The main objective of a production well test is to assist in the identification of reservoir and well parameters needed for regulatory accounting, well surveillance, and asset management purposes. Interpreted information is used to drive decisions on production enhancement, operations optimization, and field-development plans. However, uncertain results may occur when wells are produced from multiple reservoirs. Currently, the industry approach is to allocate well and reservoir parameters based on known petrophysical data, offset well information, and zonal well tests. When possible, testing by difference is commonly performed to control one or more zones; however, this process may result in significant production losses with poor concluding results, especially when zonal interference is vital to a well's operating point (e.g., intelligent wells in a waterflood field).
A methodology was developed to consistently identify reservoir and well-performance parameters from wells produced under commingle conditions from multiple reservoir zones by leveraging available real-time data. This methodology was successfully applied in a field located in offshore West Africa, a waterflooded field with nine intelligent wells. The methodology integrates surface well-test rates, pressures, and downhole triple-gauge data. Collected data is validated via a rigorous history calibration process of an integrated production model consisting of an analytical reservoir, well, downhole and surface chokes, and pipeline models. The calculated parameters (e.g., zonal rates, productivity index, reservoir pressure, gasoil ratio, and water cut) are the result of an error minimization between calculated variables and measured field data.
This paper presents applications of this methodology for two production tests of a single dry-tree well with individually controlled reservoir zones.
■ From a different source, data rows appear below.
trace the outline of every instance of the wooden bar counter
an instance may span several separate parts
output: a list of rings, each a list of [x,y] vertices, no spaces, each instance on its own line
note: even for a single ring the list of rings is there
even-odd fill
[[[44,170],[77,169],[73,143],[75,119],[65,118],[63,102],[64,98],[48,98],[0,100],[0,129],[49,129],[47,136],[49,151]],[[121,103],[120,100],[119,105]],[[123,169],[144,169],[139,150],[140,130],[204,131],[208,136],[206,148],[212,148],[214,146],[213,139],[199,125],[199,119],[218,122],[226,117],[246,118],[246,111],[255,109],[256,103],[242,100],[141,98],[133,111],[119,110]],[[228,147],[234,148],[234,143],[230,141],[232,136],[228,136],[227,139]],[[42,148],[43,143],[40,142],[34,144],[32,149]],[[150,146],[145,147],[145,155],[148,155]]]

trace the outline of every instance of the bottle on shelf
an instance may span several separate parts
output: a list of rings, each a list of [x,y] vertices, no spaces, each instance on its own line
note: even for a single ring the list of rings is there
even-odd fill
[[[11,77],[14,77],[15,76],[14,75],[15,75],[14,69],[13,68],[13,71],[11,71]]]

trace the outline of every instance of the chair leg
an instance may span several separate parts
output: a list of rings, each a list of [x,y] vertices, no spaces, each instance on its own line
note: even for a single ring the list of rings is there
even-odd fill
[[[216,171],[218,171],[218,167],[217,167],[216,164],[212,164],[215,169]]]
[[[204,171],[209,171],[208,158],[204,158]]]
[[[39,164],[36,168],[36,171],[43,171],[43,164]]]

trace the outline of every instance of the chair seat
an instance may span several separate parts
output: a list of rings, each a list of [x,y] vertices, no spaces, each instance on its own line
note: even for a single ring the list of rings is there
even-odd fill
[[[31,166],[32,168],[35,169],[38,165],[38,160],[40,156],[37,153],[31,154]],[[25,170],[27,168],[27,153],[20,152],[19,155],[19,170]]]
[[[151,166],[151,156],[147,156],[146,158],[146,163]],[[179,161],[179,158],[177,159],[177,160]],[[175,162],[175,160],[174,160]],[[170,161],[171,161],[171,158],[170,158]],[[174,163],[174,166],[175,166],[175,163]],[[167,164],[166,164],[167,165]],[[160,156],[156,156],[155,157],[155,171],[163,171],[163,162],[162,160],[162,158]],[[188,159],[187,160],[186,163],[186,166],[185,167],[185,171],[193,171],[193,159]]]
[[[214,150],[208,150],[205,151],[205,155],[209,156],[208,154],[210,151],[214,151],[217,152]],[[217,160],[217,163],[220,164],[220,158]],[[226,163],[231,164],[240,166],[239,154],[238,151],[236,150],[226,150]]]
Benefits of the above application include a 90% reduction of the time required to perform a similar analysis, reduced uncertainty in rate allocation and reservoir parameters, and better understanding of the likely production from every reservoir zone. Because well and reservoir parameters are allocated to individual layers, the resulting rate allocation satisfies all sensor data and physical models, and therefore the uncertainty of the allocation is reduced. In addition, the application provides the basis for rate allocation to multiple zones in real time when well tests are not available.